The read function, accepts a size argument which is the maximum number of bytes to read from the read stream. What is the default number of bytes returned from the stream or how does it work? For example, if my file has newline-separated tokens, will it always return the tokens from the new line or could be it a partial result, where some tokens are from the new line and the last result has 2 just characters from the new line?

Update:

I also read about an option highWaterMark which possibly defines the chunk size for the buffered stream. How does this work. I tried the following:

    const rstream = fs.createReadStream(this.getFileName(), {
        encoding: "utf8",
        highWaterMark: 64 * 1024
    });

Does this mean that a chunk size will be no less than 64 * 1024 bytes? When I tried reading file the above configuration for highWaterMark, the program read 8 bytes the first time and some 11 bytes the next time with file size of 19 bytes. Should not it have read the complete 19 bytes at once?


Solution

  • will it always return the tokens from the new line or could be it a partial result

    No, it will not always return a full line. You have to be prepared to get a partial line. If you want line by line results, you can use the Readline interface and it will handle partial result buffering and only tell you when it has a whole line.

    What is the default number of bytes returned from the stream or how does it work?

    A stream uses an internal buffer (which you have some control over). The call to .read() is non-blocking. It will return as many bytes as it has in its buffer, up to the amount you asked for. But, if the buffer doesn't have very many bytes in it and particular as you get to reading towards the end of the buffer, you absolutely can get partial results before the stream has received the next set of bytes from the file.
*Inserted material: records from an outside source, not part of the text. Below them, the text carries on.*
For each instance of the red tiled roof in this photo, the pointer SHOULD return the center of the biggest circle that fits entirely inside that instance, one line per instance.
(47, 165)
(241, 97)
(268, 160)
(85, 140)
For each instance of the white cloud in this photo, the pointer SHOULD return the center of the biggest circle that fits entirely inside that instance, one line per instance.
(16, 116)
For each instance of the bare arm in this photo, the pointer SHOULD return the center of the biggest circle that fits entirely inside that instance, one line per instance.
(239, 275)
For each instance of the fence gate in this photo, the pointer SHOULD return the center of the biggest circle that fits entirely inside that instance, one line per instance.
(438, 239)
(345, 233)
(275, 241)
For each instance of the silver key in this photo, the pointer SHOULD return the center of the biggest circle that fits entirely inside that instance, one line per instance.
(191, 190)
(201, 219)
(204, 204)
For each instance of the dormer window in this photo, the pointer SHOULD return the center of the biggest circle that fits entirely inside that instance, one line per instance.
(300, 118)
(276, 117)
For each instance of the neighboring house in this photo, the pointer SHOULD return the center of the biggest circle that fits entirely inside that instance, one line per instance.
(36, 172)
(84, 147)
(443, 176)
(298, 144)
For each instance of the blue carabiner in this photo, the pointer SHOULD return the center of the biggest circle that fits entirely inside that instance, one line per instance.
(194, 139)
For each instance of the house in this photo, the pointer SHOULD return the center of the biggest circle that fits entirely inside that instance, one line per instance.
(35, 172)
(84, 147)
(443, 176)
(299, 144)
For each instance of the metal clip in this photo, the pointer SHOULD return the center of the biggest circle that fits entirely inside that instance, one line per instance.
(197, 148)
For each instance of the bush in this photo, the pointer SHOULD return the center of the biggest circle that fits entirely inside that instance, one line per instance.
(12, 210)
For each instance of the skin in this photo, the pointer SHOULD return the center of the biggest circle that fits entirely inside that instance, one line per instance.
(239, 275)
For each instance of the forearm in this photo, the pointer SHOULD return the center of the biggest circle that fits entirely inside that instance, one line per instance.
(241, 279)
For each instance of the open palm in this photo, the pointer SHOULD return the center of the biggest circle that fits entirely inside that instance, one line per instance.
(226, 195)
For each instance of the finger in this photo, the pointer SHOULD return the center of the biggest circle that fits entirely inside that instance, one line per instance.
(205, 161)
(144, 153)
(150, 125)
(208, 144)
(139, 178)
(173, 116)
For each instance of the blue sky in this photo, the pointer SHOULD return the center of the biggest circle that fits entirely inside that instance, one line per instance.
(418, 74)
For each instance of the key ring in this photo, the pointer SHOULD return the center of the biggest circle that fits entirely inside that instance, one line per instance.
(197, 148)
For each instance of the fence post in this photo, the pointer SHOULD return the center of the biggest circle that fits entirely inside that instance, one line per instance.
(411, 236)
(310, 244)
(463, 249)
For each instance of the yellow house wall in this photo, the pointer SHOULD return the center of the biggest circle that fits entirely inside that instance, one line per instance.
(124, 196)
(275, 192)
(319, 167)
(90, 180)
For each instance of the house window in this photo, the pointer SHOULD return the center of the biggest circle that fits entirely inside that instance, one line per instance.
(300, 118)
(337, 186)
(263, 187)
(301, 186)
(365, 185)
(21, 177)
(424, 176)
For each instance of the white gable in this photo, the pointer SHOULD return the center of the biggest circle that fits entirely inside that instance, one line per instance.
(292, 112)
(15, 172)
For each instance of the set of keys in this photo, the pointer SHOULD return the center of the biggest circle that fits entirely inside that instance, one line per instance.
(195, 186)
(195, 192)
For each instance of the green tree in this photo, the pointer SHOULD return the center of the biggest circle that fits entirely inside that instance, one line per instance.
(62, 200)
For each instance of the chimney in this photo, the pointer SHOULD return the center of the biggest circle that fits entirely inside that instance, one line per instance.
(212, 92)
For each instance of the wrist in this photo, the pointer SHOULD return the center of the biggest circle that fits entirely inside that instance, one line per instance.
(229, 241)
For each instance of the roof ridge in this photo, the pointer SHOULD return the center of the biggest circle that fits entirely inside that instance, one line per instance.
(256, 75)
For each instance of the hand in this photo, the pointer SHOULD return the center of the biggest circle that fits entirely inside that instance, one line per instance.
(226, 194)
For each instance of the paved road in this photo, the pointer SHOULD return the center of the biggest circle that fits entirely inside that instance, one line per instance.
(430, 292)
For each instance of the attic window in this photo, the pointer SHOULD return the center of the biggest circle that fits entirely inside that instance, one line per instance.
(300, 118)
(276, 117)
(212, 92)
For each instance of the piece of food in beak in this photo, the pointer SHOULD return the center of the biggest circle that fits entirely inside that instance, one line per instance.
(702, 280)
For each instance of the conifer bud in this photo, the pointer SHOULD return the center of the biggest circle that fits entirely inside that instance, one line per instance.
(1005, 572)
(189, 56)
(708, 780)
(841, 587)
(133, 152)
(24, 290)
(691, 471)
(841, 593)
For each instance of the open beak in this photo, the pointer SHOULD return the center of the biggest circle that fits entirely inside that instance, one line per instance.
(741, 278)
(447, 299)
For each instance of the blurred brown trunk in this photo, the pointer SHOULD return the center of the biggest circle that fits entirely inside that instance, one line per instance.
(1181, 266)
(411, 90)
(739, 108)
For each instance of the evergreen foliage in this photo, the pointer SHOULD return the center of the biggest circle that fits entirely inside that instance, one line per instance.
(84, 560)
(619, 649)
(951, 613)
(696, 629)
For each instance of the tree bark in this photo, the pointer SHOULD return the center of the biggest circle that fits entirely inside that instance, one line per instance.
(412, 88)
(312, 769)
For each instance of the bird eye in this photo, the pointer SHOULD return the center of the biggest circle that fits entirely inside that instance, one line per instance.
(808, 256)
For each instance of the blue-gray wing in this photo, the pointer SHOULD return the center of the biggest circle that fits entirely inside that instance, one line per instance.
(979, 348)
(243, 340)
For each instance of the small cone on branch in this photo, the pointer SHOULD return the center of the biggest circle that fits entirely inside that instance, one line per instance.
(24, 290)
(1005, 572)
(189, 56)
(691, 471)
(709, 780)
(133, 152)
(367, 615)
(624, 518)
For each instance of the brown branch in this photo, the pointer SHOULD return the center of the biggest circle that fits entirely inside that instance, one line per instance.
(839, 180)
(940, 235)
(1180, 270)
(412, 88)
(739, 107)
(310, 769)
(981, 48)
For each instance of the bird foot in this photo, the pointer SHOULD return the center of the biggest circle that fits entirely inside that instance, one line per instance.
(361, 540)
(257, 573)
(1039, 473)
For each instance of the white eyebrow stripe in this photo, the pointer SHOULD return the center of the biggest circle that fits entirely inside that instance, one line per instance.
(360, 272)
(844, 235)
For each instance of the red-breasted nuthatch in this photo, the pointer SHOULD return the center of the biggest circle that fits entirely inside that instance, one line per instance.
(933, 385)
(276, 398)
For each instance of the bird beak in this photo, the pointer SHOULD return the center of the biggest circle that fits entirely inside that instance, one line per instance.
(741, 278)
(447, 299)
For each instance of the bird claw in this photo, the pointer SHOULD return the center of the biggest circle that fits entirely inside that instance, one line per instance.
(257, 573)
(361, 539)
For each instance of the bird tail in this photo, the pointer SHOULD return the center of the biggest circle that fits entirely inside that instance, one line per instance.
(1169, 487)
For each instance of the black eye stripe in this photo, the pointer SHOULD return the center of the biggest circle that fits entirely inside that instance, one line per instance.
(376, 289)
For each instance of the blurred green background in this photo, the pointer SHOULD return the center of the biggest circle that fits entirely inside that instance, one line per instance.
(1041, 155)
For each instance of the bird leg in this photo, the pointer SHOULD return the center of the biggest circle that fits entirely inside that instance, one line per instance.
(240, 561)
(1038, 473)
    So, there is no automatic "default" value for how many bytes will be ready upon the first read. It depends upon a whole bunch of timing considerations including how much time has elapsed since you opened the stream and when you are reading and how fast your drive is and how much contention there is for both CPU and I/O on your system. If you don't read for a little while, the stream should fill its internal buffer. If you read immediately, it might have not yet put any or much into the buffer yet.

    Does this mean that a chunk size will be no less than 64 * 1024 bytes?

    No, it means that a chunk size will be no larger than that. For a readable stream, the highWaterMark determines the maximum amount of data that the stream will buffer ahead of your actual read() calls. Once, the stream fills up that buffer, it stops reading automatically until you read some of that data out of the internal buffer.